Durant des siècles, les relations entre les États étaient marquées par la réalité de l’ennemi. Avec un ennemi, un État, quelque soit sa forme, pouvait construire une partie de sa légitimité. Ainsi, l’Allemagne fut de 1870 à 1945 l’ennemi héréditaire de la France. Plus récemment, le Levant regorge d’ennemis se dévorant entre aux. Mais est-il possible aujourd’hui de définir un ennemi quasi universel ? A-t-on besoin de se construire un ennemi pour exister ?
Faut-il un ennemi mondial pour réaliser l’unité du monde ? (T 1068)
Must there be a global enemy to achieve world unity?
For centuries, relations between nations were markes by the reality of an enemy. With an enemy, a state, no matter its form, can build some of its legitimacy. Thus, Germany was France's hereditary enemy was from 1870 to 1945. More recently, the Levant is overflowing with enemies devouring each other. But is it possible to define a quasi-universal enemy today? Do we need to build ourselves an enemy to exist?
Réaliser l’unité politique du monde, destin ou péril de l’humanité ? Dans ce débat où s’opposent les partisans de cette nécessité jugée inéluctable aux pourfendeurs de l’établissement d’un gouvernement mondial, le choix d’une vision polémologique permettrait, semble-t-il, de dégager une issue. Dans une vision politique, l’unité mondiale s’obtient par la recherche d’États amis avec lesquels on partage des principes, des valeurs, des normes. La perspective polémologique repose sur l’exact inverse. On obtient l’unité par la recherche d’un ennemi commun contre lequel on se ligue. Cette perspective suppose l’idée que l’ordre interne, et a fortiori international, est polémologique avant d’être politique. La guerre préexiste donc à la paix et la conditionne : nous désignons l’ennemi avant de nous identifier nous-mêmes.
Mieux, c’est l’ennemi qui permet de nous distinguer et donc de nous identifier (cf. Carl Schmitt, Raymond Aron, Jean Baechler ou encore Howard Bloom). Cette distinction ami-ennemi chère à Carl Schmitt renforce la cohésion à l’intérieur du groupe, en évitant la guerre civile, mais aussi à l’extérieur du groupe, en lui permettant de se liguer contre un État ennemi dans un système international anarchique. L’ennemi est donc fédérateur pour l’unité, qu’elle soit nationale, ethnique, religieuse ou autre. Il est un ciment de cette unité parfois plus que les valeurs, que l’histoire, en bref que le commun du groupe. En d’autres mots l’ennemi commun fédère, rassemble contre lui, aussi bien qu’il permet de s’identifier et d’exister face à lui.

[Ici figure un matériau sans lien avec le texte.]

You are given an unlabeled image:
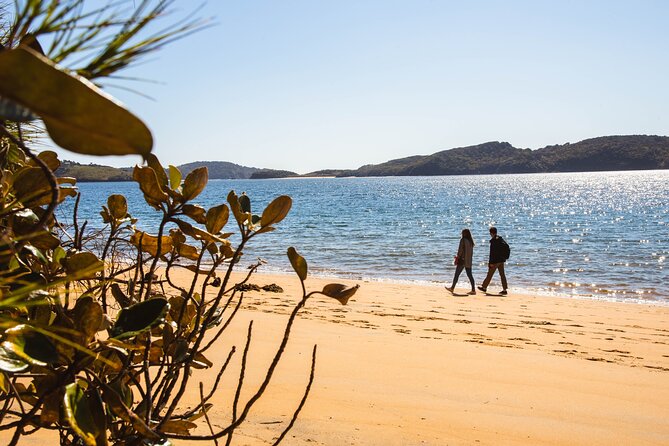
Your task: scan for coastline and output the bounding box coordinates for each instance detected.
[10,271,669,446]
[188,274,669,446]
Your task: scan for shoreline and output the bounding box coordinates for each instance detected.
[10,270,669,446]
[235,269,669,307]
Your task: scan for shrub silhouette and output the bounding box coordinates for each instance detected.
[0,0,357,445]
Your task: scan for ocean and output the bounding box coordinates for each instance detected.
[58,170,669,304]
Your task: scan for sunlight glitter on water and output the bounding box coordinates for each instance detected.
[61,171,669,301]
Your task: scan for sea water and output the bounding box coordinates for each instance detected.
[59,171,669,303]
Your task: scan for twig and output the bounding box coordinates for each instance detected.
[200,381,218,446]
[225,321,253,446]
[273,345,317,446]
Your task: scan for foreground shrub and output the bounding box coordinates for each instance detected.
[0,0,357,445]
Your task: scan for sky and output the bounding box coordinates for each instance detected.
[51,0,669,173]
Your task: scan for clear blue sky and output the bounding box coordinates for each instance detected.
[52,0,669,173]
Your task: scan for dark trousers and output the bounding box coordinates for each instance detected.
[481,262,507,290]
[451,265,476,290]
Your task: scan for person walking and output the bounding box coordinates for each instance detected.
[478,226,510,295]
[446,229,476,294]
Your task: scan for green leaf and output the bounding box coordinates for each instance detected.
[130,231,173,257]
[102,385,159,440]
[205,204,230,234]
[63,383,107,446]
[239,192,251,213]
[0,47,153,156]
[260,195,293,227]
[111,283,131,307]
[168,164,181,190]
[28,150,60,172]
[288,246,308,281]
[181,204,207,225]
[172,218,229,244]
[109,297,170,339]
[177,243,200,261]
[63,252,104,279]
[107,194,128,220]
[321,283,360,305]
[182,167,209,201]
[228,190,246,226]
[144,153,168,190]
[2,324,58,366]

Dans cette perspective, l’unité du monde ne s’obtient pas par le partage de valeurs, la domination du droit sur la guerre, de la norme sur la violence, de l’interdépendance sur la souveraineté mais par l’existence d’un ennemi commun ou d’une menace commune, susceptibles de fédérer la totalité des structures politiques mondiales. Davantage que par un ensemble de normes et de valeurs partagées, l’unité politique de l’humanité pourrait-elle advenir s’il existait un ennemi ou une menace commune au monde entier ? La question est désormais de savoir si un tel ennemi existe et, si oui, s’il emporterait la souveraineté des États vers une souveraineté mondiale.